Global Climate Change Impacts in the United States - Report of the U.S. Global Change Research Program

This report is

…by far the most up to date, comprehensive, and authoritative assessment of climate change impacts on the United States. It is focused number one on what is already happening, and number two what is expected to happen going forward under both low-emission scenarios where this country and the world elect to take serious measures to reduce the pace and magnitude of climate change, and under higher-emission scenarios in which we don’t.

- Dr. John Holdren, Science Advisor to the President

I really believe this report is a game changer. I think that much of the foot dragging in addressing climate change is a reflection of the perception that climate change is way down the road--it's in the future--and that it only affects remote parts of the planet. And this report demonstrates--provides the concrete scientific information that says unequivocally that climate change is happening now and it's happening in our own backyards and it affects the kinds of things people care about. So I think the dialog is changing. This is science that will inform policymaking. It doesn't dictate any particular solution, but it says this is important, we need to act sooner rather than later, it affects you and the things you care about.

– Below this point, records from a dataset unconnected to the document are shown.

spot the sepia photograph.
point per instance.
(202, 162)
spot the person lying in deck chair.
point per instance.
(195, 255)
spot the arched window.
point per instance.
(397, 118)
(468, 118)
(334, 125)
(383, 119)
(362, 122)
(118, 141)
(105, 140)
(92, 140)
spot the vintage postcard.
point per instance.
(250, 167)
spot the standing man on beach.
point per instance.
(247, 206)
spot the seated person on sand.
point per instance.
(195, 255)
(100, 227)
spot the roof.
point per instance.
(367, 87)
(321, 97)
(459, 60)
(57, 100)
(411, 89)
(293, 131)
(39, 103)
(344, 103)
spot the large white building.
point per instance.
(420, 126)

- Dr. Jane Lubchenco, NOAA Administrator

Links to the Report:  

Some key findings

  • Climate changes are underway in the United States and are projected to grow. Climate-related changes are already observed in the United States and its coastal waters. These include increases in heavy downpours, rising temperature and sea level, rapidly retreating glaciers, thawing permafrost, lengthening growing seasons, lengthening ice-free seasons in the ocean and on lakes and rivers, earlier snowmelt, and alterations in river flows. These changes are projected to grow.
  • Crop and livestock production will be increasingly challenged. Agriculture is considered one of the sectors most adaptable to changes in climate. However, increased heat, pests, water stress, diseases, and weather extremes will pose adaptation challenges for crop and livestock production.
  • Threats to human health will increase. Health impacts of climate change are related to heat stress, waterborne diseases, poor air quality, extreme weather events, and diseases transmitted by insects and rodents. Robust public health infrastructure can reduce the potential for negative impacts.

About the report
On June 16, 2009, the U.S. Global Change Research Program and the National Oceanic and Atmospheric Administration released a major report titled, Global Climate Change Impacts in the United States. This “unified synthesis product” is the culmination of six years of research and planning and draws on 21 previous reports on different aspects of climate science and impacts produced by the U.S. Global Change Research Program. It also draws on the Fourth Assessment Report of the Intergovernmental Panel on Climate Change and more recent peer-reviewed literature. The report was produced by a large committee of well-regarded U.S. scientists and has undergone multiple rounds of expert and public review. It is the most comprehensive report on the impacts of climate change in the United States since the first National Assessment published by the Clinton administration in 2000. Since then, scientific evidence has shown clearly that climate change is already occurring and is already affecting the United States. As the new report demonstrates, Americans are vulnerable to the effects of climate change.